All help appreciated :slight_smile:

3 Likes
  1. You can use coroutines several times, I use them a lot. What I generally do is something like this
local a = coroutine.wrap(function() -- i tend to name it a since i generally only need to run it once
-- do stuff
end)
a() -- call the coroutine
  1. A coroutine dies when it completes itself without yielding. You can create a new one.
  2. I don’t think they’re bad for performance. In my eyes it seems better since it runs faster.

Coroutines are very useful. Let me give you one example. In one of my gun scripts, I have the gun shoot the ray and right before I do the damage stuff I setup and call a coroutine the formats the visible part. I do this so it doesn’t yield the code and the script can go on and calculate damage while the player gets the feedback they need.

Also, can you send your coroutine script?

3 Likes

So if I wanted to use the following coroutine multiple times, how would I do that?

local FadeIn = coroutine.wrap(function()
    print("Fading On")
    wait(2)
    print("Fading Off")
end

Would I put coroutine.yield at the end of the coroutine or outside the coroutine?

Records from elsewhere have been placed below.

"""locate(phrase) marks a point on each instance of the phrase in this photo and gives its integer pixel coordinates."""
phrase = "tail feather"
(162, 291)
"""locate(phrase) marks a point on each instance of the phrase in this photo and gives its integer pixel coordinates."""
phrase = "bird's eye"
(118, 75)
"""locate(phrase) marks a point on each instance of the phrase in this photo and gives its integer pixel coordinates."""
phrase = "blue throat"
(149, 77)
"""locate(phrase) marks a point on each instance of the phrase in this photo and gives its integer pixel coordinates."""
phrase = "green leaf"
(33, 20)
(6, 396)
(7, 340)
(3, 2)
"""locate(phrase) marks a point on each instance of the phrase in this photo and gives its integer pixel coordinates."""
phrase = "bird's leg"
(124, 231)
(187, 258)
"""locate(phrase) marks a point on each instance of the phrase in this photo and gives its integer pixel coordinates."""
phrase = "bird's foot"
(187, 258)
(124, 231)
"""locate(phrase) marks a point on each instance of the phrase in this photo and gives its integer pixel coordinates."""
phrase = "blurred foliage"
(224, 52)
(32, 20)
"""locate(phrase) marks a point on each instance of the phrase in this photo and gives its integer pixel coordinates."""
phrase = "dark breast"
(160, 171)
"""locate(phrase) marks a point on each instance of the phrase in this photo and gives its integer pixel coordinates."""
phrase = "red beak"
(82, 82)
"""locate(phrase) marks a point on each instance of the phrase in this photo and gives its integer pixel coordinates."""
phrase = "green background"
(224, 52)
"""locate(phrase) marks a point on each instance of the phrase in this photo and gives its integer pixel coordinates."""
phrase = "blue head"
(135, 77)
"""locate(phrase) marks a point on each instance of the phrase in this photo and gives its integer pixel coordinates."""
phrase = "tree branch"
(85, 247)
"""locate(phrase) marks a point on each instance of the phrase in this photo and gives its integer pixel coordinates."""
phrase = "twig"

I’m wanting to call this function multiple times.

If you want to call this multiple times, this is probably what I would do

local function FadeIn()
	local a = coroutine.wrap(function()
	print("Fading On")
	wait(2)
	print("Fading Off")
	end)
	a()
end

FadeIn()

The reason why I put it in a function is that so it makes the coroutine again so we don’t get the dead coroutine error since you need to call this several times. If you have any other questions, feel free to ask!

7 Likes

Cheers! That answered things pretty well. :slight_smile:

If anyone else wants to add anything, feel free

2 Likes

Hal is replying, and he probably has a better answer :eyes:

1 Like

PiL- Programming in Lua : 9.1
Wiki - Documentation - Roblox Creator Hub
Wiki Documentation - coroutine | Documentation - Roblox Creator Hub

Once a thread is dead you can no longer resume it. A thread becomes dead once it returns from the function or the function ends.

Using several threads shouldn’t be an issue, but you may want to re use the threads.

You can create a coroutine which you can call an unlimited amount of time with a while true do loop.

local coro = coroutine.wrap(function(arg)
    while true do
        --logic
        arg = coroutine.yield(--[[returns for the function]])
    end
end)

If you need a new thread, just create a new thread. If each thread is cheap (in terms of performance), you can have atleast a thousand without any issues. (just make sure they don’t stay around forever so you don’t get a memory leak)

9 Likes

Yo, I was wondering if this might cause potential data loss, or if you know it just works as intended?